Wind and solar are expected to play bigger roles in U.S. electricity generation this summer, according to the U.S. Energy Information Administration (EIA).
EIA said it expects the largest increases in U.S. electric power sector generation this summer will come from renewable energy sources as a result of new capacity additions.
EIA forecasts utility-scale solar generation between June and August 2022 will grow by 10 million MWh compared with the same period last summer, and wind generation will grow by 8 million MWh.
Forecast generation from coal and natural gas is forecast to decline by 26 million MWh this summer, although natural gas generation could increase in some electricity markets where coal supplies are constrained.
Wind and solar power electric-generating capacity has been growing steadily in recent years. EIA estimates that by June 1 the U.S. electric power sector will have 65 GW of utility-scale solar-generating capacity, a 31% increase in solar capacity since June 2021. Almost one-third of this new solar capacity has been built in the Texas electricity market. The electric power sector will also have an estimated 138 GW of wind capacity online this June, a 12% increase from last June.
Along with growth in renewables capacity, EIA said an additional 6 GW of new natural gas combined-cycle generating capacity could come online by June, up 2% from last summer. Despite this, natural gas-fired electricity generation at the national level will be slightly (1.3%) lower than last summer, EIA said.
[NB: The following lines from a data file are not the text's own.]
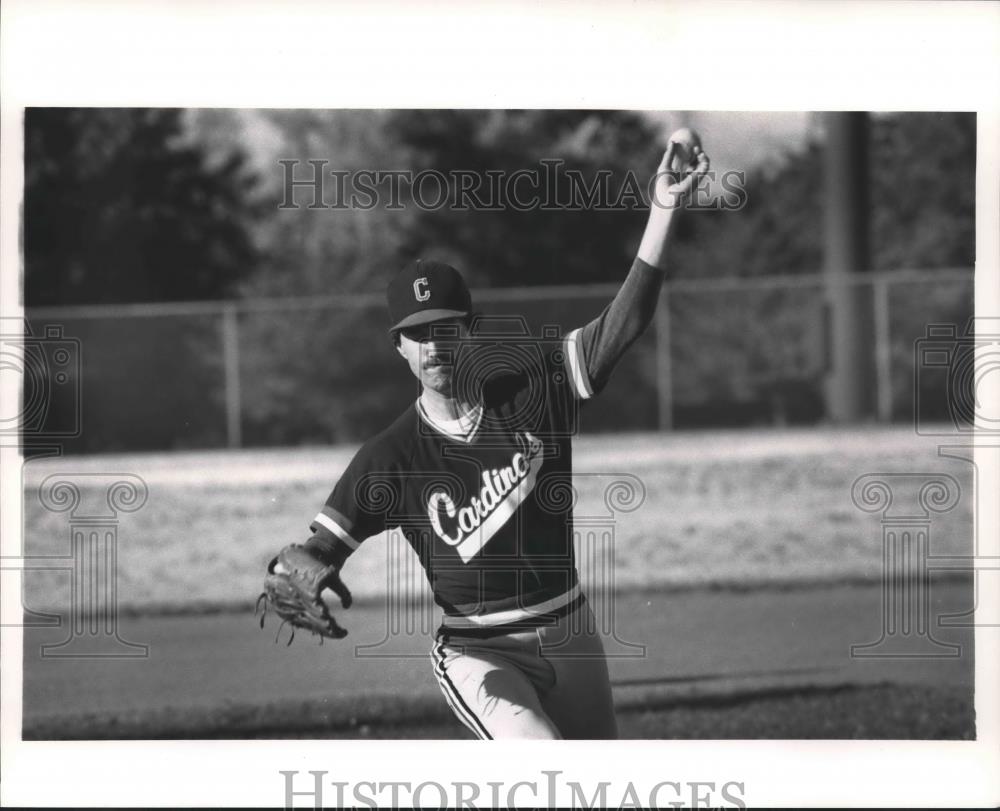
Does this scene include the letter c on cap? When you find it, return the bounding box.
[413,277,430,302]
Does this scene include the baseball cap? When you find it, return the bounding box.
[387,259,472,333]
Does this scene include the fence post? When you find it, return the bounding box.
[221,303,242,449]
[655,285,673,431]
[873,276,892,422]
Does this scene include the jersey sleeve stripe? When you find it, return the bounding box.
[312,512,361,550]
[320,504,357,536]
[564,329,594,400]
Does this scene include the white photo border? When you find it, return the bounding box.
[1,0,998,807]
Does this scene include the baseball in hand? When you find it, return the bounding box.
[667,127,702,172]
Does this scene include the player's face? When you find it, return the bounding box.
[395,318,469,396]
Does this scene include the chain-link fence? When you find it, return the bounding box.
[22,269,973,454]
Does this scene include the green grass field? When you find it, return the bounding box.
[21,425,973,614]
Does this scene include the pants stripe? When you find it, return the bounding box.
[431,641,493,740]
[431,644,487,739]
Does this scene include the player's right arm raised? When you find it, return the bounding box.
[636,133,710,269]
[567,135,710,396]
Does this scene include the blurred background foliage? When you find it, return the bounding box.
[23,110,975,451]
[25,109,975,305]
[669,112,976,279]
[24,108,262,306]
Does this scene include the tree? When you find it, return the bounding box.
[670,112,976,279]
[227,110,422,444]
[24,108,261,306]
[384,109,660,288]
[234,110,666,444]
[664,112,975,425]
[870,112,976,270]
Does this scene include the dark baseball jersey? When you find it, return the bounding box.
[308,257,664,632]
[311,327,593,629]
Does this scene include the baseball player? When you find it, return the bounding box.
[259,136,710,739]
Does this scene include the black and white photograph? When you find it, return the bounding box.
[2,1,998,808]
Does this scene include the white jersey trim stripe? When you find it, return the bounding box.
[313,512,360,550]
[564,329,594,400]
[440,583,582,628]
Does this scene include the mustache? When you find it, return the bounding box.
[423,349,455,365]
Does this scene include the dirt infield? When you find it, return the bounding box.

EIA forecasts the price of natural gas delivered to electric generators will average nearly $9 per million British thermal units between June and August 2022, more than double the average price last summer. The higher expected prices and growth in renewable generation will likely lead to less natural gas-fired generation in some regions of the country.
In contrast to renewables and natural gas, the electricity industry has been steadily retiring coal-fired power plants over the past decade. Between June 2021 and June 2022, the electric power sector will have retired 6 GW (2%) of U.S. coal-fired generating capacity.
In previous years, higher natural gas prices would have resulted in more coal-fired electricity generation. However, coal-fired power plants have been limited in their ability to replenish their historically low inventories in recent months as a result of mine closures, rail capacity constraints, and labor market tightness. These coal supply constraints, along with the continued retirement of generating capacity, contribute to our forecast that U.S. coal-fired generation will decline by 20 million MWh (7%) this summer.
In some regions of the country, these coal supply constraints may lead to increased natural gas-fired electricity generation despite higher natural gas prices.